The winter of 1852-53 was spent in the same position in the Bay of Mercy and it was found that some of the provisions had gone bad. Scurvy developed amongst some of the crew, the doctors advised that the ship should be abandoned in the spring of 1853 and plans were made for the weakest to try to sledge to safety. The sledging party was all set to leave when suddenly out of the Arctic wastes appeared Lieutenant Pim of the Resolute, one of the ships that had been searching for Franklin from the east.
McClure was ordered by the Captain of Resolute (Kellett) to abandon Investigator and, in April 1853, all the crew made their way to Resolute, were later transferred to North Star, which was accompanying her, and all eventually returned safely to England. At the subsequent and customary Court Martial to enquire into the loss of one of H.M. Ships, the Captain, officers and crew were honourably acquitted.
It could be said that, as a result of their expedition, Investigator’s ship’s company were the first people to circumnavigate the American continent, albeit some of it was on foot over the ice between Investigator and Resolute. Certainly it was accepted by a Select Committee of Parliament, in its report published on 20 July 1855, that McClure and his men were ‘the first who have passed by water from sea to sea and have returned to this country a living evidence of the existence of a North-West Passage.’ The Committee went on to recommend a reward of £5000 for McClure and a further £5000 to be divided between his men. Furthermore the Committee recommended the grant of a medal ‘to all those of every rank and class engaged in the several Arctic Expeditions ... ’ Eighteen months later this recommendation was translated into the London Gazette of 30 January 1857 giving preliminary information about the award of the Arctic Medal.’

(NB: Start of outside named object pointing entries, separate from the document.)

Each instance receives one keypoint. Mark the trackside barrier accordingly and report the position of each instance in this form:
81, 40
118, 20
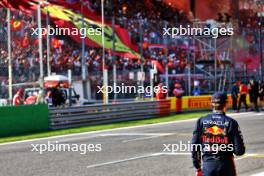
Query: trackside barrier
16, 120
192, 103
99, 114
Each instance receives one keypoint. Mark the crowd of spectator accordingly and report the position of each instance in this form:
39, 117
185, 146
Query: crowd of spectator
136, 17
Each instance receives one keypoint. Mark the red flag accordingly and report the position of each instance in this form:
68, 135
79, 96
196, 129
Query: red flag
16, 24
208, 9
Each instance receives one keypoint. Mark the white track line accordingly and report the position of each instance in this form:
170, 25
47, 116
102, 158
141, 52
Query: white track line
258, 174
116, 129
120, 161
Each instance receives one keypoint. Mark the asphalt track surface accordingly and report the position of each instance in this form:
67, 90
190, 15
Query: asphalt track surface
132, 151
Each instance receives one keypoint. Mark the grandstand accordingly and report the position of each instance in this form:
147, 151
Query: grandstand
182, 59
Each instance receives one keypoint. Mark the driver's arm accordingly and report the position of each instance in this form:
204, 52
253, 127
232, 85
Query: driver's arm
196, 146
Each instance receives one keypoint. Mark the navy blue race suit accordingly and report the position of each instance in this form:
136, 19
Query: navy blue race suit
219, 137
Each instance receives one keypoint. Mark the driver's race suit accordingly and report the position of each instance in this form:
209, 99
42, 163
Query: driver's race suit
217, 137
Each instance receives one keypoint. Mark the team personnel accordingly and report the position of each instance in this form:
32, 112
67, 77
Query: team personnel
18, 98
234, 95
218, 138
254, 94
161, 92
243, 90
261, 95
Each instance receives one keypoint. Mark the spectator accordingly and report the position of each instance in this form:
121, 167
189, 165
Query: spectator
18, 98
234, 95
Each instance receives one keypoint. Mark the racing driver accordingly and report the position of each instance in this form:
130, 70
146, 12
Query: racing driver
218, 138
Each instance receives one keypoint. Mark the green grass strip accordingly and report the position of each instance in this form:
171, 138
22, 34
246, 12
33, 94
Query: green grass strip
174, 117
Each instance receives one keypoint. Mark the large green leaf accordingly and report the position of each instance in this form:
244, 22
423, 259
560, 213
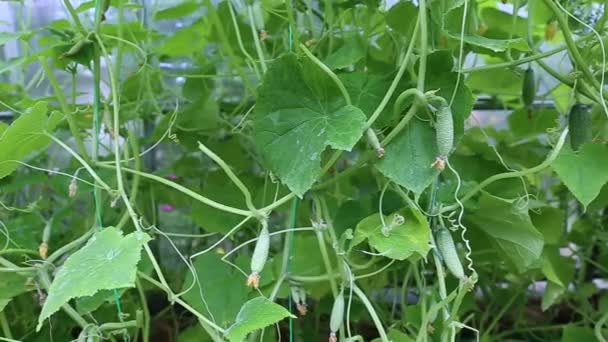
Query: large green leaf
494, 45
298, 114
11, 285
220, 290
349, 53
409, 157
402, 17
255, 314
550, 222
585, 172
108, 261
402, 241
25, 136
508, 225
559, 271
366, 91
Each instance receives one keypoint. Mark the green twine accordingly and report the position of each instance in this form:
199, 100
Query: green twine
290, 39
97, 129
294, 218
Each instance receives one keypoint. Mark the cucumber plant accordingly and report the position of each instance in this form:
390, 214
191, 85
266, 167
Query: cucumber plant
248, 170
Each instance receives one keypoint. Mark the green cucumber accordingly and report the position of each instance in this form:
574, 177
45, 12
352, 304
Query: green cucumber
579, 121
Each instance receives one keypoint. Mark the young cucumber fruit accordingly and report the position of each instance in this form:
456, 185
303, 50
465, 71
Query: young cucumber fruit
579, 121
258, 15
337, 314
445, 131
528, 89
258, 259
446, 247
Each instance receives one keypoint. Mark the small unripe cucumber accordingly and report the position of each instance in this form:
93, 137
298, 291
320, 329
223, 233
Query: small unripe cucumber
446, 247
258, 15
579, 121
260, 253
528, 89
337, 313
445, 131
75, 49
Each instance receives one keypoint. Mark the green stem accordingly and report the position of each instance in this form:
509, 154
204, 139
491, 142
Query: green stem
514, 174
119, 179
69, 246
219, 26
423, 44
233, 177
179, 301
598, 327
118, 325
401, 125
82, 162
239, 40
372, 312
329, 73
329, 20
391, 90
256, 39
133, 139
75, 17
291, 16
520, 61
326, 261
187, 191
64, 106
19, 251
6, 328
572, 47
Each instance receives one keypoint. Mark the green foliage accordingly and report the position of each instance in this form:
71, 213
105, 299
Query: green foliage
25, 136
255, 314
214, 123
298, 114
400, 241
108, 261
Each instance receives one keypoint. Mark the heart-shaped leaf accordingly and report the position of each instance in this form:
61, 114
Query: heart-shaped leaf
585, 172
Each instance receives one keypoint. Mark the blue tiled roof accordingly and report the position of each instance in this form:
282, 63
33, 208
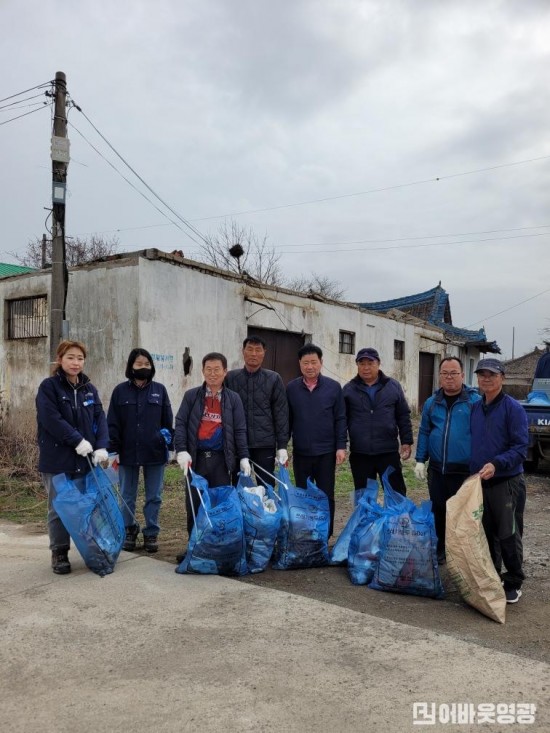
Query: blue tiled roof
434, 307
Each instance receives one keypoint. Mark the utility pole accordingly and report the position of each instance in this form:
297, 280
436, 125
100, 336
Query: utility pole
60, 161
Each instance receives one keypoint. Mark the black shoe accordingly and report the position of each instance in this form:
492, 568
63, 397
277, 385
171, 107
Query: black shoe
131, 537
513, 595
60, 562
150, 543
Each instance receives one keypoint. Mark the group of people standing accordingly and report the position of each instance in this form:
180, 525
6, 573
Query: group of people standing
245, 417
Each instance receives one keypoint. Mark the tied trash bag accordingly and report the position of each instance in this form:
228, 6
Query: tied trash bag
217, 545
361, 498
262, 515
90, 513
468, 557
302, 541
408, 548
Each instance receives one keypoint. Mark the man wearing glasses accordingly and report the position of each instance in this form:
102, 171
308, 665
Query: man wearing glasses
210, 432
500, 436
444, 439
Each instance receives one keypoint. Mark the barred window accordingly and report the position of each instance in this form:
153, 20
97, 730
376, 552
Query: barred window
398, 350
27, 317
346, 342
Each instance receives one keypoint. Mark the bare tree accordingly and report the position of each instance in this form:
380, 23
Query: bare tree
240, 250
78, 250
317, 285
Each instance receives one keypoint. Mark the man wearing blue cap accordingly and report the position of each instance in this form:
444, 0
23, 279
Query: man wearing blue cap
379, 420
500, 437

Sold with an original edition of the recipient’s book A Personal Narrative of the Discovery of the North-West Passage (Hurst and Blackett, London, 1857), in which is to be found a most detailed and entertaining account of the hardships and challenges faced by Armstrong and his comrades. Fortuitously for those selected for the expedition, the good doctor set himself stringent standards of fitness - so stringent, in fact, that it is a wonder he was able to find enough men:
‘The selection of men for Polar Service is a duty of the greatest import, for on their physical capabilities and moral endowments must depend not only the efficiency of the Expedition, but its safety in the hour of emergency. This duty, therefore, demanded my greatest care and attention. Men, for Arctic Service, should be of a cheerful disposition, free from disease, ‘without blemish and without spot’, inured to the life of a sailor, or, in other words, regular ‘man-o’-war’s men’, in age varying from twenty to thirty or thirty-two years, of middle stature, well-proportioned bodies, strong, and active, with a well-developed, capacious chest, sound heart and lungs - organs which, under any circumstances, are the most severely taxed - of stout, muscular limbs, with a light, active gait, and free from any constitutional or hereditary predisposition to disease.’
Also sold with a bound photocopy of his Observations of Naval Hygiene, a modern edition of Captain R. McClure’s The Discovery of the North-West Passage, and a modern oil portrait of Armstrong in uniform, wearing his Honours and Awards.